The effect of warming on the sub-seasonal variation of the PST during the NH winter season is investigated. CSEOF analysis is used to capture the sub-seasonal variability associated with regional warming. Results in the present study are consistent with earlier studies in that the location of strong eddy activities and energy conversion is shifted northward when viewed in a winter (NDJFM) average sense. On a seasonal scale, however, the PST is shifted northward in the early winter (NDJ), while the PST is enhanced in the late winter (FM). In the early winter, energy conversion from MAPE to EAPE is weakened near the southern flank of the climatological PST. On the other hand, barotropic damping is weakened near the northern flank, resulting in a general northward shift in the eddy activities in the Pacific. In the late winter, enhanced baroclinic energy conversion as well as weakened barotropic damping contribute to the amplification of the PST. Changes in the eddy energy redistribution terms, advection and convergence of geopotential flux, are also evaluated along with the diabatic contribution. Convergence of geopotential flux contributes most among them particularly in the upper troposphere. Their magnitudes, however, are small, emphasizing the importance of baroclinic and barotropic energy conversions.

Component analysis is adopted to identify important parameters causing changes in energy conversions under regional warming. Change in energy conversion from MAPE to EAPE (\(\mathrm{BCEC}1^{\prime}\)) is largely driven by transient eddy anomalous meridional heat flux due to warming. The anomalous eddy heat flux does not seem to be directly related to changing baroclinicity. From the MSE budget perspective, MSE advection by transient eddies is positively correlated with boundary heating but is negatively correlated with MSE advection by the stationary component in the western Pacific, where change in \(\mathrm{BCEC}1^{\prime}\) is most significant. Latent heat flux constitutes the most important source for the change in boundary heating followed by sensible heat flux. Contribution of radiative flux is relatively small.

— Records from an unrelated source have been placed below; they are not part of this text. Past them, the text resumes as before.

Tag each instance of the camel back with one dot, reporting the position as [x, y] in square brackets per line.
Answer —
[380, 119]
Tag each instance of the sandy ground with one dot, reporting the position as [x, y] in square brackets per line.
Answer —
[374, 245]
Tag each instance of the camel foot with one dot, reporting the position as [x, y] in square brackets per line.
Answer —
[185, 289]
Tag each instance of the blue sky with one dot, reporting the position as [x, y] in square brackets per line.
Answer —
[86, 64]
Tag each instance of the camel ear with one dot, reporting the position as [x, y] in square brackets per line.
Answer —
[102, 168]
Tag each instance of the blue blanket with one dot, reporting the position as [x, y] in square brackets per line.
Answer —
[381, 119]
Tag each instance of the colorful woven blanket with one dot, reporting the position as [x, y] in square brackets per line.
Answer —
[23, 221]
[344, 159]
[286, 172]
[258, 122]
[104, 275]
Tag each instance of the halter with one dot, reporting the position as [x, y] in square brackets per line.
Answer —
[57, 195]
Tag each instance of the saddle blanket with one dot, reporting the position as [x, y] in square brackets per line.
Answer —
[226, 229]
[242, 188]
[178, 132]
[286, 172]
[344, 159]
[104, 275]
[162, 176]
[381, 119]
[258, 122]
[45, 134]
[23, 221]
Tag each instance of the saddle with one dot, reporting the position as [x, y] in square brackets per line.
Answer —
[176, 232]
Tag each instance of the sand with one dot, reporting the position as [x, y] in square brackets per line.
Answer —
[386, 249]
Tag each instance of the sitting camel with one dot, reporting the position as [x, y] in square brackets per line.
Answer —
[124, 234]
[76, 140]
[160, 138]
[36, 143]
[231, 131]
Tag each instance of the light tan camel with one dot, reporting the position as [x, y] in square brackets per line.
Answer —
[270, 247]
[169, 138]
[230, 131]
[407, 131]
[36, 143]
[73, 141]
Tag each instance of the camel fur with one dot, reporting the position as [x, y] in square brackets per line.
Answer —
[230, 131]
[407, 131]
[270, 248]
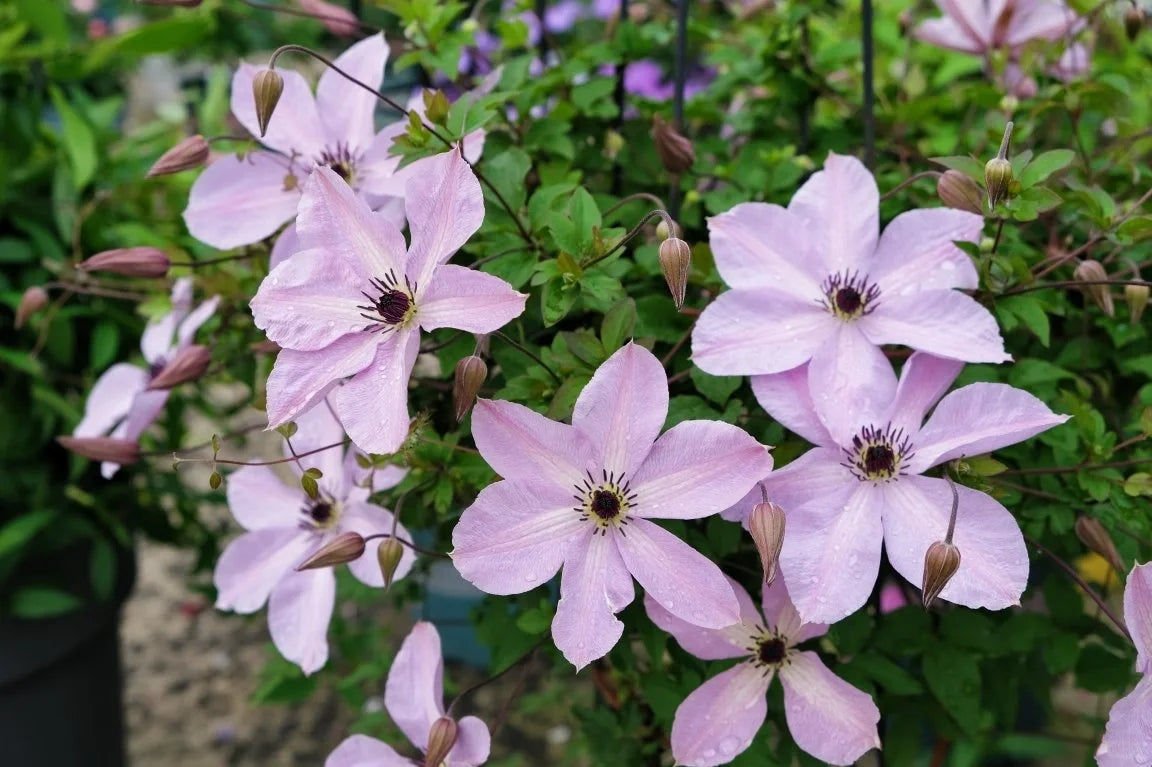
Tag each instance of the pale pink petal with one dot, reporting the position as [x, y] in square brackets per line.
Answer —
[980, 418]
[710, 644]
[371, 519]
[294, 126]
[373, 404]
[515, 537]
[841, 205]
[346, 108]
[310, 301]
[1138, 614]
[832, 552]
[300, 379]
[334, 219]
[521, 443]
[240, 200]
[258, 499]
[676, 576]
[585, 627]
[696, 469]
[948, 35]
[468, 300]
[110, 400]
[851, 382]
[760, 245]
[474, 744]
[623, 408]
[757, 332]
[414, 693]
[445, 207]
[916, 252]
[298, 614]
[719, 719]
[787, 397]
[252, 564]
[1128, 736]
[827, 718]
[362, 751]
[944, 323]
[287, 243]
[993, 560]
[923, 381]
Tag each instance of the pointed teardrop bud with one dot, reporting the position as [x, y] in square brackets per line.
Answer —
[267, 85]
[103, 448]
[188, 365]
[128, 262]
[471, 372]
[675, 263]
[940, 564]
[190, 153]
[1091, 272]
[1137, 297]
[441, 737]
[766, 523]
[676, 152]
[33, 300]
[343, 548]
[388, 556]
[961, 192]
[1097, 539]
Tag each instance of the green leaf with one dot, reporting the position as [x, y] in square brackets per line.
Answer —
[1044, 166]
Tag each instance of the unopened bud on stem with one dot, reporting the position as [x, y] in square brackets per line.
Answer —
[346, 547]
[471, 372]
[267, 85]
[441, 738]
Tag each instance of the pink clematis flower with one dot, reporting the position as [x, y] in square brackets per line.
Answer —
[414, 697]
[817, 281]
[120, 403]
[827, 718]
[862, 485]
[584, 496]
[1128, 737]
[351, 303]
[285, 526]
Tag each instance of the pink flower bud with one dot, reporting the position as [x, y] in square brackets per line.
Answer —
[129, 262]
[188, 365]
[346, 547]
[192, 152]
[101, 448]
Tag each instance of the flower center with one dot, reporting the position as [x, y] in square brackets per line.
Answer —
[849, 296]
[605, 503]
[392, 305]
[878, 455]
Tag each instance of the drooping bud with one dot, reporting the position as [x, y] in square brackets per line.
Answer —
[441, 737]
[346, 547]
[101, 448]
[1097, 539]
[940, 564]
[129, 262]
[33, 300]
[1091, 272]
[471, 372]
[676, 152]
[961, 192]
[766, 523]
[267, 85]
[188, 365]
[998, 175]
[388, 556]
[675, 263]
[190, 153]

Unlike many other studies, which focused on the baroclinic process, our study, based on the quantitative analysis, also highlights the role of barotropic process in explaining the change in storm activities under warming. Exchange of kinetic energy between eddies and the jetstream (BTEC) has changed due to the axial tilting of eddies rather than the anisotropy of eddy shape or the deformation of the jetstream. While the change in axial tilting is the single most important factor for BTEC change, nonlinear interaction between anomalies of the mean field and those of eddies is not negligible particularly in the eastern part of the North Pacific. Further, it is not clear how the axial tilting of eddies changes under warming; this mechanism is yet to be answered in future studies. Although our analysis concentrates on the Pacific domain, change in storm track activities over the Atlantic may also be a topic of interest, considering the distinct characterstics of the AST.